Bummer

Posted on August 22nd, 2009 by Lindsay under Uncategorized.

Here I was, all set to start plugging away at my regular updates, and my computer up and decides that my camera is no longer its friend. I don’t know what’s up. One day everything was fine, then today there’s nothing. Sometimes when I plug the camera in the computer will recognize that something new has been plugged in, but that’s it. No asking me what to do. No option to upload any pictures. This simply won’t do.

If I had been able to upload pictures this afternoon, I was going to show you the edging on Aestlight and talk about how knitting it has been like pulling teeth for me. It’s beautiful and simple. I have no clue why the edging has been such a pain.

If I had been able to upload photos tonight, I could have shown you how I sucked up the pain and finished my project. I’m waiting to block it until my new blocking pads come in from KnitPicks, but it’s still very nice looking. Since I can’t show anything for it, it’s a bit anticlimactic, no?

Aside from the knitting, I have two big things coming up. First, I went to the dentist the other day and it turns out that I need a bone transplant in my mouth. This, I predict, is going to be disgusting. I had an extra tooth in my mouth when I was younger and apparently when it was removed, either a chunk of my lower jaw got taken or it left a hole that just eroded away. Really, I’m not so sure what the cause is because 1) the dentist and technician were using those big dental terminology words that I don’t know and 2) I was more or less sitting there thinking, “Wait. They want to put what where??”. Where does my new bone piece come from? A cadaver handily donated for such things. Sadly for me, this will not be the first chunk of death that’s been pieced into my body. I don’t know if I’ve mentioned it before, but I had to have a few brain operations when I was in my early teens. In the end, they had to patch me up with cadaver because I couldn’t seem to keep the back of my head together. Nice. Hopefully this will be the last “donation” I need to take. But really…..in my mouth?? Eww.

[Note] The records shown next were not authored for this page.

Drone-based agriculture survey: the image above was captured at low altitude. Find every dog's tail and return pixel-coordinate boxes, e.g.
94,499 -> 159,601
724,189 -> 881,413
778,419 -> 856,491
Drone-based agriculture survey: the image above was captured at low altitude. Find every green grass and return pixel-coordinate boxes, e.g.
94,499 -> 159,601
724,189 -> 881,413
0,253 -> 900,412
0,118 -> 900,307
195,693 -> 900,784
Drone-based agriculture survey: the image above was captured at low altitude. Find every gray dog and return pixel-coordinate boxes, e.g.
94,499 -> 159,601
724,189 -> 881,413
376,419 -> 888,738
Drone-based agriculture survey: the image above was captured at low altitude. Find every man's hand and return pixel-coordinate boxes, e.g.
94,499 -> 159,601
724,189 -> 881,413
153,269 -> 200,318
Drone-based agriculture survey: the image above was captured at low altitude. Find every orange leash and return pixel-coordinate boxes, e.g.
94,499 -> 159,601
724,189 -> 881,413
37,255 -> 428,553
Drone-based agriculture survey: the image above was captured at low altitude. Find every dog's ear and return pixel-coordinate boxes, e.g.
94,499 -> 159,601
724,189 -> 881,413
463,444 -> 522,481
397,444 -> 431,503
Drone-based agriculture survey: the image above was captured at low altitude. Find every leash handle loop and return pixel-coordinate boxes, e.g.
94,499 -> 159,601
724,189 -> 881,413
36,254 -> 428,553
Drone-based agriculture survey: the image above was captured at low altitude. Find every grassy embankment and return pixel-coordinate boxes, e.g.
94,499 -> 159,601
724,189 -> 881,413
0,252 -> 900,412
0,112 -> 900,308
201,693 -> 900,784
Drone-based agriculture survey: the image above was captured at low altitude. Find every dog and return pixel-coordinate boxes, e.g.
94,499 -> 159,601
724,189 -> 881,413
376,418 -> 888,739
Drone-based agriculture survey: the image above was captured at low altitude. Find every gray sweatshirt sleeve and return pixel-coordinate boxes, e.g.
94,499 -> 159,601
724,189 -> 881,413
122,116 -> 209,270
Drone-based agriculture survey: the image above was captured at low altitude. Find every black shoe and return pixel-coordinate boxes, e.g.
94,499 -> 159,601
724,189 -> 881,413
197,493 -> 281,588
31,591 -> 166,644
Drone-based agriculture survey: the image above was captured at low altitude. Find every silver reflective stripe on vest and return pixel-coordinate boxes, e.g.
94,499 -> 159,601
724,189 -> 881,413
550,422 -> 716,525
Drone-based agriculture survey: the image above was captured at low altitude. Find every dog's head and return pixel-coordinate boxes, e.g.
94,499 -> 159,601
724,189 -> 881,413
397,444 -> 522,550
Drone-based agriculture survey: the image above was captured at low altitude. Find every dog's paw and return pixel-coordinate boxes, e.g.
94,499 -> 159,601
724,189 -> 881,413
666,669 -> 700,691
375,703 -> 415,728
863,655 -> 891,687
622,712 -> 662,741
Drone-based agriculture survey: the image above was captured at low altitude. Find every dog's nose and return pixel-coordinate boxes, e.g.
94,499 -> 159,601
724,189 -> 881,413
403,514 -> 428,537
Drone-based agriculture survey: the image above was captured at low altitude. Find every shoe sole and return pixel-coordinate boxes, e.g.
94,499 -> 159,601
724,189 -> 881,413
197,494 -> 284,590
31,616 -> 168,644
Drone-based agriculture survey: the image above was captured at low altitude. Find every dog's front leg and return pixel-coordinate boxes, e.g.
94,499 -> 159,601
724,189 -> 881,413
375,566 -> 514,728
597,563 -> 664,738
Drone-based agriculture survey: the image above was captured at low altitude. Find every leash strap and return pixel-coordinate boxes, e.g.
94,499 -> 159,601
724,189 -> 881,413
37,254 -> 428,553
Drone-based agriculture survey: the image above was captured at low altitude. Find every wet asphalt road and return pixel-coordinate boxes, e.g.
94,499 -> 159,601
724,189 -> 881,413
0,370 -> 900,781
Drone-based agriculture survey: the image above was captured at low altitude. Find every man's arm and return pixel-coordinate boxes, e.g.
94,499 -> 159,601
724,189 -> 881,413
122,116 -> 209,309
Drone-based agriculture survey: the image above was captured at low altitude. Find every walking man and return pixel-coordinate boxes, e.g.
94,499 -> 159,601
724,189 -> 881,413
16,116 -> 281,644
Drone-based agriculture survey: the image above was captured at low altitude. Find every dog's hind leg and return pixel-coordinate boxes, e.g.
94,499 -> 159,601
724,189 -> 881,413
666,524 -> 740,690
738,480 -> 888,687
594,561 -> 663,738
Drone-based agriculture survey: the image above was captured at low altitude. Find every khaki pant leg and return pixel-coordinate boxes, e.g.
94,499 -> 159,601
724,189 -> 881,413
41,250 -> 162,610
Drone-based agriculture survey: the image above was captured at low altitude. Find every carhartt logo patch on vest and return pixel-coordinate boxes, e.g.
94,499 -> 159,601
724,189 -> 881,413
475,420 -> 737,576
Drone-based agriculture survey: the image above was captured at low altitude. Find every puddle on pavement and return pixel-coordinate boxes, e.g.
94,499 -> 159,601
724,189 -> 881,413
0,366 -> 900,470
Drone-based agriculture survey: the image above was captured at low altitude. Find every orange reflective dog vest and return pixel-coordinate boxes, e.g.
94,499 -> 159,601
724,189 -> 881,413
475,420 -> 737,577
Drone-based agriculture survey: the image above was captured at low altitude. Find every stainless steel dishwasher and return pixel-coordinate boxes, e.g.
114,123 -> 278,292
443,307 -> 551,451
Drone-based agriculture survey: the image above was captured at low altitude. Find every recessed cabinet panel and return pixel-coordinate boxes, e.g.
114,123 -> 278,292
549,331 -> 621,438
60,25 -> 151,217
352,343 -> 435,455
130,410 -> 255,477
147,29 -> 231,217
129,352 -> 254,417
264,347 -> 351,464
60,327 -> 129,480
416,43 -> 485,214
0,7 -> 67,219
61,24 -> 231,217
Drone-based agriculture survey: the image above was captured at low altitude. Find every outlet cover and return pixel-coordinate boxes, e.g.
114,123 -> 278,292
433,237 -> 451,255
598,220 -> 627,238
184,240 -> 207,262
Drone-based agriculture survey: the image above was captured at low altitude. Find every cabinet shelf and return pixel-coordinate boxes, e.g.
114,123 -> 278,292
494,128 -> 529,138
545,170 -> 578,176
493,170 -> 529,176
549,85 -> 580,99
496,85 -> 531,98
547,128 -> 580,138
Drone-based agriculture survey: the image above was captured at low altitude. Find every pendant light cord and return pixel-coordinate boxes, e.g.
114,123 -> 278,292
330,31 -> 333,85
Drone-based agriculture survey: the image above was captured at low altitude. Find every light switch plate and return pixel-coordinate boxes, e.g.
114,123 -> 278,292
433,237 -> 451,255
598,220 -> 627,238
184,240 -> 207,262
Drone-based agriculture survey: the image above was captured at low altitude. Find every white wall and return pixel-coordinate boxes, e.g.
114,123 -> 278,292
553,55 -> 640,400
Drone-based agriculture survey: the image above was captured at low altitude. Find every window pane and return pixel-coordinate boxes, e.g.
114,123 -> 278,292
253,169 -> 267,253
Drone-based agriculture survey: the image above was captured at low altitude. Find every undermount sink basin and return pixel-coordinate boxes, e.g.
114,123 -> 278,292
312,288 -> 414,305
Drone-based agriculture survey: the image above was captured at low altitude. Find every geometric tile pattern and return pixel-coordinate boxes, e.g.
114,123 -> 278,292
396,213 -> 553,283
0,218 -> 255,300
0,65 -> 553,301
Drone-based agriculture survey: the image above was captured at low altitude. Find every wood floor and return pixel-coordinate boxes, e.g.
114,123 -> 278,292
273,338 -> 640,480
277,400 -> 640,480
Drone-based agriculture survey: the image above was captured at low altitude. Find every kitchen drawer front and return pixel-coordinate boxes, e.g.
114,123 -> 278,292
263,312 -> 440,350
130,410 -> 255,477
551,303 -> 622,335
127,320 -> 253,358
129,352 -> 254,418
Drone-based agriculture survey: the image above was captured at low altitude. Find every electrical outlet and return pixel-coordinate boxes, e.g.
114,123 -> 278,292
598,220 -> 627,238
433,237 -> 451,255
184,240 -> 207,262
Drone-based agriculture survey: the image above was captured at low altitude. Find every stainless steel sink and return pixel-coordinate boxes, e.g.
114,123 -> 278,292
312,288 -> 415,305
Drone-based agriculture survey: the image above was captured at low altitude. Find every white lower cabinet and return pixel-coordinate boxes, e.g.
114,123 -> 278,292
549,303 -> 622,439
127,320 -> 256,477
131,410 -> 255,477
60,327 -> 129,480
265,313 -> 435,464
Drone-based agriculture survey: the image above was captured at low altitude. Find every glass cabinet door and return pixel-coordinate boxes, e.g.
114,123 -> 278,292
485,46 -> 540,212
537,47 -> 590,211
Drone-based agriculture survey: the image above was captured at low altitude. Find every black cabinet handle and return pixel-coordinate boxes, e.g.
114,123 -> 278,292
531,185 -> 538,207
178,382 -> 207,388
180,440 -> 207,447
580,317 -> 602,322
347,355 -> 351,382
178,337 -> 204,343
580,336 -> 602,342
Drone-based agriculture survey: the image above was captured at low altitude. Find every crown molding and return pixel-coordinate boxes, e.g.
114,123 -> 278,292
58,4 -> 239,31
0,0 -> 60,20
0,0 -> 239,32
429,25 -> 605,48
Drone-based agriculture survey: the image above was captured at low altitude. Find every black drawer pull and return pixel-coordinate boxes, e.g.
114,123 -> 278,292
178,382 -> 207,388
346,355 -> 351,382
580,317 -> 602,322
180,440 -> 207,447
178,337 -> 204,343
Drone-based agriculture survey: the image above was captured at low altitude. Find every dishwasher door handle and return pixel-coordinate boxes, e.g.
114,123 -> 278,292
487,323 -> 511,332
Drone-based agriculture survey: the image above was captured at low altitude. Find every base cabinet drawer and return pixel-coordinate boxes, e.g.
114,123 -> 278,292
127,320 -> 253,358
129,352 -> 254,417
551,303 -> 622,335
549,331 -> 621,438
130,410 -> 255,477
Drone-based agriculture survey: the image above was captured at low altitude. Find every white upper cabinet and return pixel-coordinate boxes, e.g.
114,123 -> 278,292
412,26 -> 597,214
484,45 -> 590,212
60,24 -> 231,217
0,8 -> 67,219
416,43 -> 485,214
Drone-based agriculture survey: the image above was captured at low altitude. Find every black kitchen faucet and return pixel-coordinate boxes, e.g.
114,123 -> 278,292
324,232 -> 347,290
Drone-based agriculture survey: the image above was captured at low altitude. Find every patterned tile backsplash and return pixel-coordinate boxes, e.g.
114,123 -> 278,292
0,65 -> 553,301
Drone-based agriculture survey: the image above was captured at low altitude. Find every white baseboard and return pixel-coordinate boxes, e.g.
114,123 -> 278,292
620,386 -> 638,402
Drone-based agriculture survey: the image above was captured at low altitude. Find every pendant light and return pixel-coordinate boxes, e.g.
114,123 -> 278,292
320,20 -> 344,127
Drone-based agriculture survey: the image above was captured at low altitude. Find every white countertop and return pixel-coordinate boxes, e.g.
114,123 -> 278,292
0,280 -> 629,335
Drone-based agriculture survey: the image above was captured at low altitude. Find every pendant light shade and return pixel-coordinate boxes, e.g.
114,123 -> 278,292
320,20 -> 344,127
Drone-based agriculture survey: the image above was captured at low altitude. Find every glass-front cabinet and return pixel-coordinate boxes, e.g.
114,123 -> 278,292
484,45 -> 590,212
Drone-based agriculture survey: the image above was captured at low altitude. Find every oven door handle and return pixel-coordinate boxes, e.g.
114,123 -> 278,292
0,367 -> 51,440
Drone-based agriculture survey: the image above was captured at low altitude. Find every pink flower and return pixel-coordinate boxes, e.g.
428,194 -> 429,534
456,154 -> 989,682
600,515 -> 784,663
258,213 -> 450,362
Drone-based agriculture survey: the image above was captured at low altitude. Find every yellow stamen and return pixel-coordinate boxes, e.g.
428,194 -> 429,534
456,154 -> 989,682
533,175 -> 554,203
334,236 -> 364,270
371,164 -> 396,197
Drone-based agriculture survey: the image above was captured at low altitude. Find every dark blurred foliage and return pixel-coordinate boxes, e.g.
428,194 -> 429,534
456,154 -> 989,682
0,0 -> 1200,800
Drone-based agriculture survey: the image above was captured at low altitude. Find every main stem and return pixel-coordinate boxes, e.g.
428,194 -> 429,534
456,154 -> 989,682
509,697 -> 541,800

Big news #2. I start grad school on Tuesday!!! I was totally not expecting this! It was my plan to go into grad school for forensic psychology right after I got my last bachelor’s degree. Unfortunately, my wrapping up of that coincided with the death of my father, cancer and various other diseases in my mother, sickness in my grandfather and just a lot of other things that made my time not my own. It’s been 2 years now and the stress of not having anything for myself has recently been taking a real toll on me. I decided while I was on my trip that even though I had missed all the deadlines, I was going to contact the university I wanted to go to for my masters and see if I could do anything at all. The first person I talked to said no, that it was too late, but scheduled me with a graduate adviser. I went in last Wednesday and we worked it out so that I can start the program as a non-credit student and take a limited amount of credits, then enroll as a credit student next fall. The program only takes new students in the fall, so being able to start now is such a big deal. And besides that, holy crap!! I’m going to grad school!! Tuesday!! I still need to take some tests in November, but I should be all set to go. This semester I’m only taking one class as I’m a bit put of practice being a student and it’s something I want to slowly introduce into my home life. My mother’s very happy for me, but there are others (or other) who aren’t so keen on the idea and think it would be more worth my time to be a full-time caretaker and start popping out some kids. Next semester, hopefully after it’s established that it’s not like I’m abandoning everyone and grad school doesn’t equate my fading off into the sunset, I’ll take 2 classes. After that, I’m going to go all out and hopefully take about 12 credits or so a semester, plus summer classes. If all goes well, I can finish in 2 years.

Well, that’s it from me. I’m praying I can figure out this camera issue and show off my Aestlight. Next, I’m casting on for Clothilde in some LSS. I think I might have to cast on for some plain stockinette socks in an awesome colorway of STR, too, just to get my sock mojo back. It figures that it’d get lost when I have about 5 pairs of socks to finish.

Photos soon to follow?? Here’s hoping.

3 Comments

  1. Zonda Says:

    Bummer on the camera/computer issue and on having to have dental work done :(. Congrats on starting Grad school though! Good for you!

  2. irishgirlieknits Says:

    Congrats on starting Grad School!! That is so exciting and taking care of you is so important!!! Now if only we could get those bummer things out of the way….

  3. Dawn Says:

    Congratulations on the grad school and I hope you figure out your camera problems.